Jesús declara: “Velad, pues, porque no sabéis cuándo vendrá el señor de la casa… para que cuando venga de repente, no os halle durmiendo” (Marcos 13:35-36). Estas palabras no son solo una advertencia, sino una invitación a vivir con conciencia espiritual. No se trata de una vigilancia física, sino de una actitud del corazón: estar despiertos espiritualmente, atentos a la voz de Dios y firmes en la fe.

En Lucas 12, el Señor profundiza esta enseñanza al decir que bienaventurados son aquellos siervos que, cuando su Señor venga, los halle velando. La promesa es impactante: el mismo Señor se ceñirá y les servirá. Esta imagen revela el amor, la honra y la recompensa que Cristo tiene preparada para los que permanecen fieles. Sin embargo, también advierte que Su venida será inesperada, como la de un ladrón en la noche, enfatizando que nadie puede predecir el momento.
En el lenguaje bíblico, “velar” significa mucho más que estar despierto; implica vivir en arrepentimiento, apartarse del pecado y obedecer a Dios. Por el contrario, estar dormido representa una vida descuidada, indiferente y alejada de la voluntad divina. Es vivir sin discernimiento espiritual, atrapado en el pecado y sin preparación para encontrarse con el Señor.
Apocalipsis refuerza este llamado cuando dice: “Acuérdate, pues, de lo que has recibido y oído; y guárdalo, y arrepiéntete. Pues si no velas, vendré sobre ti como ladrón” (Apocalipsis 3:3). Aquí se subraya la urgencia del arrepentimiento y la fidelidad. Dios no busca una iglesia dormida, sino un pueblo despierto, que guarda Su Palabra y vive en santidad.

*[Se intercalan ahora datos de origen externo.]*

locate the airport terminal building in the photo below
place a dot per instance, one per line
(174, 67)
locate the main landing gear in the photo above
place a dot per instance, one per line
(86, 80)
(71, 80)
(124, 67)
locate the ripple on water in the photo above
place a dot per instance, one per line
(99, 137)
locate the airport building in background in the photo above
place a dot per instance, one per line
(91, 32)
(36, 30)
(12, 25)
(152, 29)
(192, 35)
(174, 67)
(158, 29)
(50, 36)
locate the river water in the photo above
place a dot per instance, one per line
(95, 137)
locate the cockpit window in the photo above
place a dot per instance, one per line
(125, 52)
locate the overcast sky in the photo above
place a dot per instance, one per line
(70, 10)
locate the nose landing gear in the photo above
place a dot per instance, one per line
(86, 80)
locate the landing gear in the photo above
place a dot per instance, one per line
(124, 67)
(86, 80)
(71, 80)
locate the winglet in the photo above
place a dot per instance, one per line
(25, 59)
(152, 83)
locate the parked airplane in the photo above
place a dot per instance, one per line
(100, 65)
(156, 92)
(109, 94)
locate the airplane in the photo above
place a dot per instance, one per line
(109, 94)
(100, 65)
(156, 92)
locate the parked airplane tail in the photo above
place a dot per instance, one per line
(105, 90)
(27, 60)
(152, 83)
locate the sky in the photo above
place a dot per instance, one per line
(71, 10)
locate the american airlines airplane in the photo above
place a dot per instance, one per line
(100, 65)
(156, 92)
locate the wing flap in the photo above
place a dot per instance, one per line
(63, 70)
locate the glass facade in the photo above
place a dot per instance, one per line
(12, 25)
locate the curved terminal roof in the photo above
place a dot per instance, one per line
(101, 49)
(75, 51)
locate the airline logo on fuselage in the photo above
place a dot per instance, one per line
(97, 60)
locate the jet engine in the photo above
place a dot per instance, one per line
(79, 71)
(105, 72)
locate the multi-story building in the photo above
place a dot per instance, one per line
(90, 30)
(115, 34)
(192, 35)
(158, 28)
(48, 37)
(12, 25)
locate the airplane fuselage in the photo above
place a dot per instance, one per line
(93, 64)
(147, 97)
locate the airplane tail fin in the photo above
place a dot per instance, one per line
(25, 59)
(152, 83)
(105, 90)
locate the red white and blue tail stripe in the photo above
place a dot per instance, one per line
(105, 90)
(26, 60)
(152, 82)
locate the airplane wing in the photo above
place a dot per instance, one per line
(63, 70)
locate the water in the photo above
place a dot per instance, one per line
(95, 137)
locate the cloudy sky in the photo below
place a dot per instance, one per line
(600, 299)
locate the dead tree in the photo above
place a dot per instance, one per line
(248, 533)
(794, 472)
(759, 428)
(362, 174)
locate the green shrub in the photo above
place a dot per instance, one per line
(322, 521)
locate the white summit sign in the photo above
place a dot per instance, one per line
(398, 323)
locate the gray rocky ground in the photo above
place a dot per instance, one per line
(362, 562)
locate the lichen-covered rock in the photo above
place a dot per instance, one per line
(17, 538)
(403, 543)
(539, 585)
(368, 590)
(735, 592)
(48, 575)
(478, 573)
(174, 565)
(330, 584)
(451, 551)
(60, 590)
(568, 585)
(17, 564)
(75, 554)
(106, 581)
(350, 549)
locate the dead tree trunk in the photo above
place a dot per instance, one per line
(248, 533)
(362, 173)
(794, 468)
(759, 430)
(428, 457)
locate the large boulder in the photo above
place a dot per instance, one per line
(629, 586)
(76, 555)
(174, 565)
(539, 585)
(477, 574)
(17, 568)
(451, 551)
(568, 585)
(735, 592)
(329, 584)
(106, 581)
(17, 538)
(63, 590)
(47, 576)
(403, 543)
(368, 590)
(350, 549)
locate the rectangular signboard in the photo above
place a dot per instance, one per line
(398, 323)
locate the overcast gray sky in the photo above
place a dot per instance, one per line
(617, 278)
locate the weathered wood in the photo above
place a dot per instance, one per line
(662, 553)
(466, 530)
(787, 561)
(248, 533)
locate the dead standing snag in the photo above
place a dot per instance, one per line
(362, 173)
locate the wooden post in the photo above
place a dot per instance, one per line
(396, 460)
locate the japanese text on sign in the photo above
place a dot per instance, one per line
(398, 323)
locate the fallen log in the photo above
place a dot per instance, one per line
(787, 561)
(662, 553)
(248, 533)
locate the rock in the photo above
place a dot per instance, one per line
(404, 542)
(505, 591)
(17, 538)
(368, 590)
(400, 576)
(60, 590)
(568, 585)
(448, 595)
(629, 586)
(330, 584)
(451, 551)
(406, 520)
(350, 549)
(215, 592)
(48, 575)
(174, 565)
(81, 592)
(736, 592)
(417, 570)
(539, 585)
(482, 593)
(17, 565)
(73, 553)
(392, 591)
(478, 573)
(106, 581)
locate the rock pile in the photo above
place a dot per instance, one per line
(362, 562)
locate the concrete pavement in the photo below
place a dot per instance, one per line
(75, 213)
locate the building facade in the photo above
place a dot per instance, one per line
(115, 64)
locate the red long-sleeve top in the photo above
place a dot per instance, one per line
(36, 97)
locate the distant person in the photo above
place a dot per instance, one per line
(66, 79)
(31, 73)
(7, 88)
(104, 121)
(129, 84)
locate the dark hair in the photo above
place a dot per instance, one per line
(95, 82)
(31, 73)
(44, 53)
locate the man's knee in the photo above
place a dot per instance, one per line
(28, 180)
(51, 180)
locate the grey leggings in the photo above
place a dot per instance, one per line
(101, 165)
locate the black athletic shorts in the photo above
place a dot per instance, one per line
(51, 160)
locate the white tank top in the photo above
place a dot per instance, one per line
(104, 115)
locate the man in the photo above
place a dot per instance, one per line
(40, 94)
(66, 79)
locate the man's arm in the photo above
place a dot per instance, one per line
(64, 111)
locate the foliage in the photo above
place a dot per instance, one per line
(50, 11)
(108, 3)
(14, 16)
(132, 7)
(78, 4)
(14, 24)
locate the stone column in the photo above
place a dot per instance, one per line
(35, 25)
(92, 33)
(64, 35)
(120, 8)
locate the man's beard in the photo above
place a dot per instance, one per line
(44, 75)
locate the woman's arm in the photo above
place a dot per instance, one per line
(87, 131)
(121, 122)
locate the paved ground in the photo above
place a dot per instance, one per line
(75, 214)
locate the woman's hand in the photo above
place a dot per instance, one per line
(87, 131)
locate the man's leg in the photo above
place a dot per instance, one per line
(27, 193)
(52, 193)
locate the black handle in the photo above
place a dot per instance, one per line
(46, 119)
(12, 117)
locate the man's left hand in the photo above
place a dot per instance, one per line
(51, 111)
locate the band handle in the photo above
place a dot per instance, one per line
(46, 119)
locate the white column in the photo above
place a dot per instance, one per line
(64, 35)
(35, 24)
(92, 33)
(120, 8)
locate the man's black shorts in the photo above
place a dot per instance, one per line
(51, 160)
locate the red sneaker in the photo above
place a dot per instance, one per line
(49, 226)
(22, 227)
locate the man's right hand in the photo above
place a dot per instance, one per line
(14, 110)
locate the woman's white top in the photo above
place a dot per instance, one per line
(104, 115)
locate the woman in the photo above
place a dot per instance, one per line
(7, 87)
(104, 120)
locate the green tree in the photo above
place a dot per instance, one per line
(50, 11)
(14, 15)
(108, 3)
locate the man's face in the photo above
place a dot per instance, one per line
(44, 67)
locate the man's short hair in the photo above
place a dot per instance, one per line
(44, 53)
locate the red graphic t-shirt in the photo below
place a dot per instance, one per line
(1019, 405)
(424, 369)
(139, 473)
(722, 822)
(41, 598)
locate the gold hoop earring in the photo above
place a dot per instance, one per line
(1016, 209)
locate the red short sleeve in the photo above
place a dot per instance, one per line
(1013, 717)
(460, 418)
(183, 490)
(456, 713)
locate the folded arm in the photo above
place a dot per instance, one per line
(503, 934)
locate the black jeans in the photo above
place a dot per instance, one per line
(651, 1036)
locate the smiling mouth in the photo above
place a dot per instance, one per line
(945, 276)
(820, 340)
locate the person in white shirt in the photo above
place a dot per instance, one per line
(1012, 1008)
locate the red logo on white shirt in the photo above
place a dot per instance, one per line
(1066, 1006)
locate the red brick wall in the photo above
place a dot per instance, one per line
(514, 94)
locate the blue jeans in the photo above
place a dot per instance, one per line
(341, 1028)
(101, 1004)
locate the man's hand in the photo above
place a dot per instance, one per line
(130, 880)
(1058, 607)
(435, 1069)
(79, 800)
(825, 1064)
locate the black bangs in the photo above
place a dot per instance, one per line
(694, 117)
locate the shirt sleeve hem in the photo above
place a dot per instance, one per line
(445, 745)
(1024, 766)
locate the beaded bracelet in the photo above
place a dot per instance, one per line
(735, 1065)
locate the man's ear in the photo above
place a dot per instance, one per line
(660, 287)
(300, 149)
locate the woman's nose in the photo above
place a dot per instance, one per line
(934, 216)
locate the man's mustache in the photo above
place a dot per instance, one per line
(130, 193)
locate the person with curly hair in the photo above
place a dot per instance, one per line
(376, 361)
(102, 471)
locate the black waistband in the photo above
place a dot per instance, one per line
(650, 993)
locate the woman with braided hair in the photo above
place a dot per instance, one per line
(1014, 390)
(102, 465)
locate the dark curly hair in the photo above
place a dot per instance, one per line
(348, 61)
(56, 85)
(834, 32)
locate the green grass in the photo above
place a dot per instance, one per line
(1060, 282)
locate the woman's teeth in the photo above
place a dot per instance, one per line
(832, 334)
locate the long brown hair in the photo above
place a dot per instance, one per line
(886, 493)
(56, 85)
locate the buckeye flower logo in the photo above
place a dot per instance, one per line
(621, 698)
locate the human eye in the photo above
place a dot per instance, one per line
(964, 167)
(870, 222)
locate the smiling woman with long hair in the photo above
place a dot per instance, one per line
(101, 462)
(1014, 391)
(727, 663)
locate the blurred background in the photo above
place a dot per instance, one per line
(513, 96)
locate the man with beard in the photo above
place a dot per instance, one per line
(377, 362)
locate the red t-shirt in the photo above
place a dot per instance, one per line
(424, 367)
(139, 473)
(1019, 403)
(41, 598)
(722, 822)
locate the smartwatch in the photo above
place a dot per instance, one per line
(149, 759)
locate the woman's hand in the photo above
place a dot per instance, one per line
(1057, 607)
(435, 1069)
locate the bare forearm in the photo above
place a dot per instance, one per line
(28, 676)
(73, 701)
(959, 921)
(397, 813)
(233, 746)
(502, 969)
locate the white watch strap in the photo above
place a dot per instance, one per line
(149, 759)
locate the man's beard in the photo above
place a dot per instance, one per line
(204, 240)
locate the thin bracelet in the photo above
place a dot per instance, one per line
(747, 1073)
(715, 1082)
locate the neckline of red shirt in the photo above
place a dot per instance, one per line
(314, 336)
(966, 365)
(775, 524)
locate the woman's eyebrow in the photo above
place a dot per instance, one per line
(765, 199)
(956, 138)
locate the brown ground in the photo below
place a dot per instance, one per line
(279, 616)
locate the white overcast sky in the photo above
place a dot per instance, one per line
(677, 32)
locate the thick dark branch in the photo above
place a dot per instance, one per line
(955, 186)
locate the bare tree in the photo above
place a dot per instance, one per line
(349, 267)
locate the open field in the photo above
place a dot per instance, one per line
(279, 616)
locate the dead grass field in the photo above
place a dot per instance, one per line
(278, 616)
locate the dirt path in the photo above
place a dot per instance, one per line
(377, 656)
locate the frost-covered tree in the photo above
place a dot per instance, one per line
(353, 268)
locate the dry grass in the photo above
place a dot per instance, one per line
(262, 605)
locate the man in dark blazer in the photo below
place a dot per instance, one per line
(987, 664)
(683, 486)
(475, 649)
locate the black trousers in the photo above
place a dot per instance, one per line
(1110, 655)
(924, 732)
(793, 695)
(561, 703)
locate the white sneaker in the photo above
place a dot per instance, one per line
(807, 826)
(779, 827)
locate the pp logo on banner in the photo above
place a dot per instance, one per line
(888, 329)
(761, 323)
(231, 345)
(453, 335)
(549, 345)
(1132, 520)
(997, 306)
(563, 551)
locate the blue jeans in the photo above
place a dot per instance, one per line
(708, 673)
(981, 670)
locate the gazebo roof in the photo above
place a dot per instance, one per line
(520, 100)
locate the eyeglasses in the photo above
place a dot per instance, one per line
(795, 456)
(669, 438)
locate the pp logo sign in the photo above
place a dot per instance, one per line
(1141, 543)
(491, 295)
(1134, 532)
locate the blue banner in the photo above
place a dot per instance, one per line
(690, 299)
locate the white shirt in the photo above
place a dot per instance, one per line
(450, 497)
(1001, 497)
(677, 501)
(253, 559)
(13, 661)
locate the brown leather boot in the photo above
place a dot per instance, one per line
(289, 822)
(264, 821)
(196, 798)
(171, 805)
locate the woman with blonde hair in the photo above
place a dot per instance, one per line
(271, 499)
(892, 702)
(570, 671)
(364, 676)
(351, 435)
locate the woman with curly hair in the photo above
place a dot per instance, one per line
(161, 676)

Asimismo, el pasaje de Apocalipsis 3:4-5 muestra que aquellos que permanecen fieles son comparados con personas vestidas de blanco, símbolo de pureza y justicia. Sus nombres están en el libro de la vida, y Cristo los reconocerá delante del Padre. Esto contrasta con aquellos que han manchado sus vestiduras, es decir, que han vivido en pecado sin arrepentimiento.
La verdad es clara y contundente: Cristo vendrá en un momento inesperado, imposible de calcular o predecir. Como Él mismo dijo: “Velad, pues, porque no sabéis el día ni la hora” (Mateo 25:13) y “el Hijo del Hombre vendrá a la hora que no pensáis” (Mateo 24:44). Este mensaje no es para producir temor, sino para despertar una vida de preparación constante.
Por lo tanto, el llamado es urgente y personal: vivir preparados cada día. Velar no es una opción, es una necesidad espiritual. Es vivir en obediencia, en santidad y en comunión con Dios, sabiendo que en cualquier momento nuestro Señor puede regresar.
Hoy es el tiempo de despertar, de limpiar nuestras vestiduras y de permanecer fieles, porque bienaventurados serán aquellos a quienes el Señor encuentre velando.